Universal screening for newborn hyperbilirubinemia with either total serum bilirubin (TSB) or transcutaneous bilirubin (TcB) has been adopted by many countries1. Currently, TcB is most common as it is non-invasive and can be performed at the bedside. However, it is also known to be less accurate at high bilirubin concentrations and may be affected by skin pigmentation (improved with newer models) and skin thickening, making it unsuitable for older babies. Most importantly, TcB is a physiologically different parameter from the TSB because TcB assesses mainly extravascular bilirubin2 whereas TSB reflects intravascular bilirubin concentration. Although it may be debated which better predicts kernicterus, TSB is the current clinical standard for determining risk for kernicterus.

Whole blood bilirubin (TwB) analyzed on a blood gas instrument is a promising alternate method for neonatal hyperbilirubinemia screening. Compared to TSB it requires smaller sample volume, has faster turn around time, and offers concurrent measurement of a full range of analytes (blood gas, electrolytes, glucose, lactate and co-oximetry), allowing efficient comprehensive assessment of newborn status especially in critically ill neonates whose blood volume is small.

Given these potential advantages of TwB, we conducted a clinical study to compare TwB to TSB in the lab. Heel prick whole blood samples were collected in plain heparinized microtainers from healthy babies < 14 days postnatal age who had bilirubin testing as per usual care. If samples visually had sufficient volume for both tests, TwB was measured first and the rest of the blood was spun for TSB measurement (Bu/Bc on Vitros 5600, Ortho Clinical Diagnostics). TSB results were reported as usual.
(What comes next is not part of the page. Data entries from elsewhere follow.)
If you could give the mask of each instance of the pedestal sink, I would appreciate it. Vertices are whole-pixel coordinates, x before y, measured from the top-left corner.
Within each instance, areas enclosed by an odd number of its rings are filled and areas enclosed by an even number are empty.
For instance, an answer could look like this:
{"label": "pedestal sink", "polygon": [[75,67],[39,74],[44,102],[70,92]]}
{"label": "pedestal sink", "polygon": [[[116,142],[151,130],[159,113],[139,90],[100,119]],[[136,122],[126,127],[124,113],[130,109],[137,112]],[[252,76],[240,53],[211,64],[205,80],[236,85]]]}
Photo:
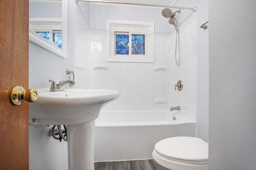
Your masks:
{"label": "pedestal sink", "polygon": [[94,120],[103,106],[119,96],[119,92],[49,89],[37,89],[38,100],[29,106],[30,123],[67,125],[68,169],[94,170]]}

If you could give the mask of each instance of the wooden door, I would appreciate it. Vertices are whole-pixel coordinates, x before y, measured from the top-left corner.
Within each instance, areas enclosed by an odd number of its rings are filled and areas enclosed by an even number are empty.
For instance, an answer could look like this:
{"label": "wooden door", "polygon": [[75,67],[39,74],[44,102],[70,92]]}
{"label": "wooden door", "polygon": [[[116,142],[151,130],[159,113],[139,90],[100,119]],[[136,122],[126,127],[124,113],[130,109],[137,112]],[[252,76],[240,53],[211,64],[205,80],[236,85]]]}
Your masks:
{"label": "wooden door", "polygon": [[14,86],[28,87],[28,0],[0,0],[0,169],[28,169],[28,104],[12,105]]}

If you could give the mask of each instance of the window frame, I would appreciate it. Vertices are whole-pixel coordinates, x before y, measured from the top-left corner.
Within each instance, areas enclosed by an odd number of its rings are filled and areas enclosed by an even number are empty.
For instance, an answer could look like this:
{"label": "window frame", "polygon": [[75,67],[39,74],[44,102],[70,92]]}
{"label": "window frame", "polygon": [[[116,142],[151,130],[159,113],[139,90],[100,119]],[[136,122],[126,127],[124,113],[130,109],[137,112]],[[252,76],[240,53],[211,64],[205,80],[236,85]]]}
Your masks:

We found an imperfect correlation between TwB and TSB. Many reasons may have contributed to the observed differences in results. First, although TwB is measured, the instrument reports plasma equivalent bilirubin using a calculation that relies on the measurement of tHb measurement. While this conversion facilitates comparison with the Bhutani nomogram for risk stratification, inaccurate tHb (analyzer related or not) causes deviation in plasma equivalent bilirubin results (The calculation is: plasma bilirubin = TwB/ (1-hematocrit) where hematocrit = 0.03 x tHb). Additionally, TwB was unreportable in 14% of samples because tHb was out of the manufacturer’s claimed measurable range (30-230 g/L). Second, we collected capillary samples in plain heparin tubes. Microclot formation may have affected the accuracy of the co-oximetry results if specimens were poorly mixed. Third, commercial calibrators used by field methods are known to affect the accuracy of bilirubin measurements on chemistry analyzers3. Standardization is needed for all bilirubin methods. All these factors raise challenges for design of whole blood bilirubin methods.
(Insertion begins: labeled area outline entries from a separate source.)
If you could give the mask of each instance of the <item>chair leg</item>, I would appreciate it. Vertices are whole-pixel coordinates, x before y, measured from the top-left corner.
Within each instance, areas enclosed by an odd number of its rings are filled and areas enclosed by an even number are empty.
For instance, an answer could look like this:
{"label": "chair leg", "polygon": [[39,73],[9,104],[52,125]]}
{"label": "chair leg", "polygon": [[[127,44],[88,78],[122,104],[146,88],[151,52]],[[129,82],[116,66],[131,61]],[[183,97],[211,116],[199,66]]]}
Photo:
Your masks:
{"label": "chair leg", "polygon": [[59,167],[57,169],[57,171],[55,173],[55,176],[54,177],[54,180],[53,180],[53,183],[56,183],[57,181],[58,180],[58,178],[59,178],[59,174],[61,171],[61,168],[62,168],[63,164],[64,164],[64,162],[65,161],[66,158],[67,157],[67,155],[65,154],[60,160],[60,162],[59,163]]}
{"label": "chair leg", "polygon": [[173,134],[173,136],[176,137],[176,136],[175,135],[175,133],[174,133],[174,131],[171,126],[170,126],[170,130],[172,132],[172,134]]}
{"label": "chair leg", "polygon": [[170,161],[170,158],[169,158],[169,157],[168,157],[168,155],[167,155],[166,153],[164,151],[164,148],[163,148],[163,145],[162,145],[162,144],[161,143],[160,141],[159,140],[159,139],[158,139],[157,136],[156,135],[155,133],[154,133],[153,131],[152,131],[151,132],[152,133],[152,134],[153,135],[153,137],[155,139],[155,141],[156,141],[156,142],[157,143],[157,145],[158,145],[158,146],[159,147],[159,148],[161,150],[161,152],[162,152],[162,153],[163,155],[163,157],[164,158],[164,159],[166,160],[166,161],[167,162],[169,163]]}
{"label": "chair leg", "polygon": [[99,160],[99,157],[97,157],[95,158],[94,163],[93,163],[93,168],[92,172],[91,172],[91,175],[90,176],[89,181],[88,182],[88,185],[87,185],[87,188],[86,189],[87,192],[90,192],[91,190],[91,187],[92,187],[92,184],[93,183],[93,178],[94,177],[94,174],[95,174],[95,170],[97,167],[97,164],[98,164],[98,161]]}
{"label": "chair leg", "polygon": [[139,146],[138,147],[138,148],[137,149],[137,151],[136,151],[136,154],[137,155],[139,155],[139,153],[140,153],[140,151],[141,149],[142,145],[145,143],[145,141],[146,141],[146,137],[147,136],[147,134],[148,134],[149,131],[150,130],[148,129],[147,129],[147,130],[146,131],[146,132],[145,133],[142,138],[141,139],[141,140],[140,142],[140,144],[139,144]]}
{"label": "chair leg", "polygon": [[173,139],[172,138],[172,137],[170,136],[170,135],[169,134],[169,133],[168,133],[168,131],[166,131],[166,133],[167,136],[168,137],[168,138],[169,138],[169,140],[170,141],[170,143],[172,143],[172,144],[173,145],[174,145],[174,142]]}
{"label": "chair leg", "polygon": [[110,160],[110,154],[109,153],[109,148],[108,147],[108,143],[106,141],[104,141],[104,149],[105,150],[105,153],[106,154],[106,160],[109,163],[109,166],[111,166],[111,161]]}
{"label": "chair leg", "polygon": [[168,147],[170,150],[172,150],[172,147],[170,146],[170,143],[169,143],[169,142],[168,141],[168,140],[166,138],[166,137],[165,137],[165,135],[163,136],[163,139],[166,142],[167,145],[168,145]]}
At this point, TwB is not ready yet for neonatal hyperbilirubinemia screening. Handling the difficult matrix of whole blood requires technological improvements to control preanalytical and analytical variables. From the sources of variability we identified, a follow up evaluation study against a reference procedure is planned to further assess the bias between TwB and TSB.

References:

  1. Raimondi F, Ferrara T, Borrelli AC, Schettino D, Parrella C, Capasso L. Neonatal hyperbilirubinemia: a critical appraisal of current guidelines and evidence. Journal of Pediatric and neonatal individualized medicine 2012; 1 (1): 25-32.
  2. Bosschaart N, Kok JH, Newsum AM, Quweneel DM, Mentink R, van Leeuwen TG, Aalders MC. Limitations and opportunities of transcutaneous bilirubin measurements. Pediatrics. 2012 Apr; 129 (4): 689-94.
  3. Lo SF, Doumas BT. The status of bilirubin measurements in U.S. laboratories: why is accuracy elusive? Semin Perinatol. 2011 Jun; 35 (3):141-7.